I do not have the mathmatical will or ability to calculate the odds etc. However, I fervently hope that he never ever becomes president. He’s a sniveling, lying, nasty, misogynist, with a weird creepy obsession, with other people’s personal family choices. Partcularly the family choices of women of course. So hopefully … 0

This table gives the probability of death by age: adding up the death rates of 78-82 year olds gives you a 25% death rate. (No conditional probability calculated.) Boost that to 30% to reflect poor health and assassination risks. 45%*30% = about a 14% chance of Vance becoming President, which is better than most people’s chances.

“What are the chances that J.D. Vance will ever serve as POTUS?”

Regardless of the numerical value, the real answer is “Disturbingly higher than it ever should have been.”

It kills me that this human-suit wearing weirdo may end up within a heartbeat of the Presidency just because he somehow managed to glom onto another weirdo who should never have been president in the first place, and yet somehow still has about a 50% shot at becoming president again.

After the creation of the specific electoral vote for VP (*) 46 people have served in the post and 13 have become President, 9 by succession (8 deaths, one resignation), 4 by election. So if we exclude the incumbent to make it 13/45 that means 29% of those who served as VP have become POTUS. Of the 8 deaths half were assasinations, half natural causes.

If Trump dies in office, then of course the chances are 100%. Otherwise, I think he’s unelectable.

which kind of comports with my 3-1 odds against, except Vance hasn’t actually begun to serve as VP–and I hope devoutly he will never do so.

Well, it’s about 50% that Trump will win the election, and he’s old and unhealthy, so I’ll say that if elected he only has an 80% chance of finishing his term.
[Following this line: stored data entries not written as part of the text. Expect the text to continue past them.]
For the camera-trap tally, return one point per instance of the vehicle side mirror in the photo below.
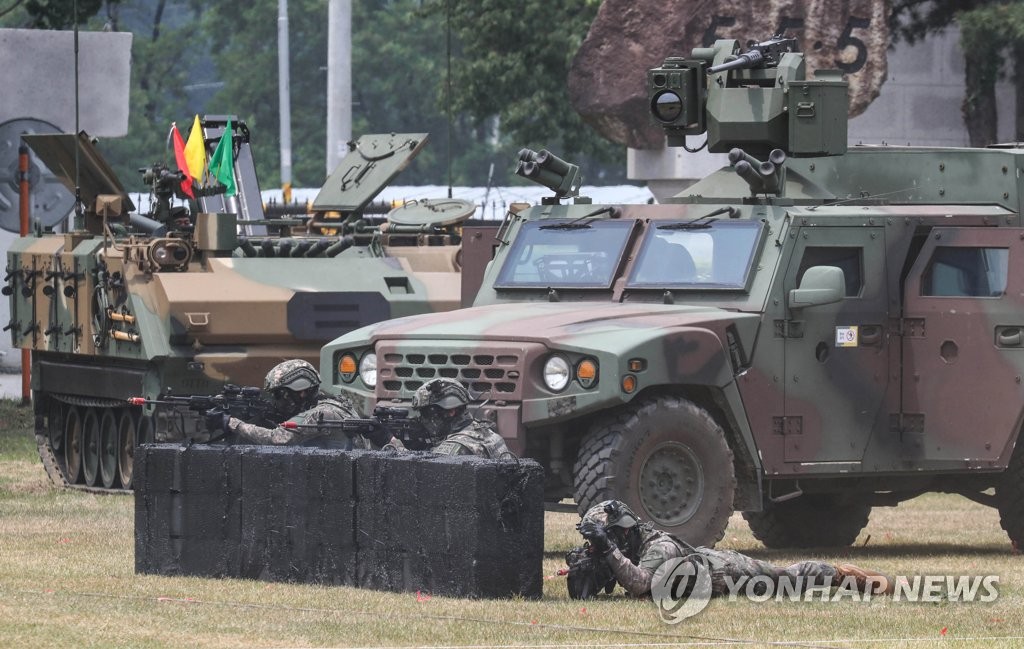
(821, 285)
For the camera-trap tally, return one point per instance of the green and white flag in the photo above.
(222, 161)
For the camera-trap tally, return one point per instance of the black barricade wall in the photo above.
(461, 526)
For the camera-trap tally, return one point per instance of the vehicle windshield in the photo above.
(565, 253)
(709, 255)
So that gives Vance a ten percent shot of being President in the next term. Additionally, it is unlikely but not impossible Vance could, in some future term, be elected President, so I’ll say… 12 percent.

Any number is terrifying. We’re talking about Sarah Palin levels of unqualified here. Maybe a hair higher.
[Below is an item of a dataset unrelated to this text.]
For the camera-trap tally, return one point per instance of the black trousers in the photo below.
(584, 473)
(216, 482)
Well, in fairness, in almost any scenario where Vance becomes President, at the point he takes the oath of office, he will have rather substantially more experience than he currently does, seeing as how he’ll have been Vice President.
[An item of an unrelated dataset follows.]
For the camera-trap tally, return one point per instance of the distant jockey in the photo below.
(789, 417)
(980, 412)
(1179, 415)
Let’s try a statistical approach.

Vance is the vice presidential candidate in one of the two major parties.

Between 1876 and 2016, fifty-eight people have been vice presidential candidates in one of the two major parties. Of these fifty-eight people, nine have later become president.

This would suggest that Vance has approximately a sixteen percent chance of becoming president.

Perhaps, but would you have said this about Palin, too?

Aside from the small sample size and actuarial changes in lifespan and medical treatment, there are a wide variety of external factors and biases that are being ignored to reach that conclusion based upon a single parameter.

Stranger

Everyone else is making guesses based on their gut feelings. I actually found some evidence to form a prediction with. And my post is the one you’re going to single out?

Well… yes, because it’s objective fact. She cannot have become LESS experienced.

I don’t think any of these guesses have a lot of credence, but the attempt to make a “statistical” prediction just based upon the incidence prior VP promotions or being subsequently elected while ignoring the confounding conditions carries an entire host of statistical fallacies. I wasn’t trying to pick on you specifically, but I deal with people trying to make these kinds of predictions via a simplified induction frequently in my professional capacity, and I feel compelled to point out that this kind of analysis is basically meaningless when it comes to estimating the likelihood of a particular outcome, and the sample may not even be representative of the larger hypothetical population of future possibilities.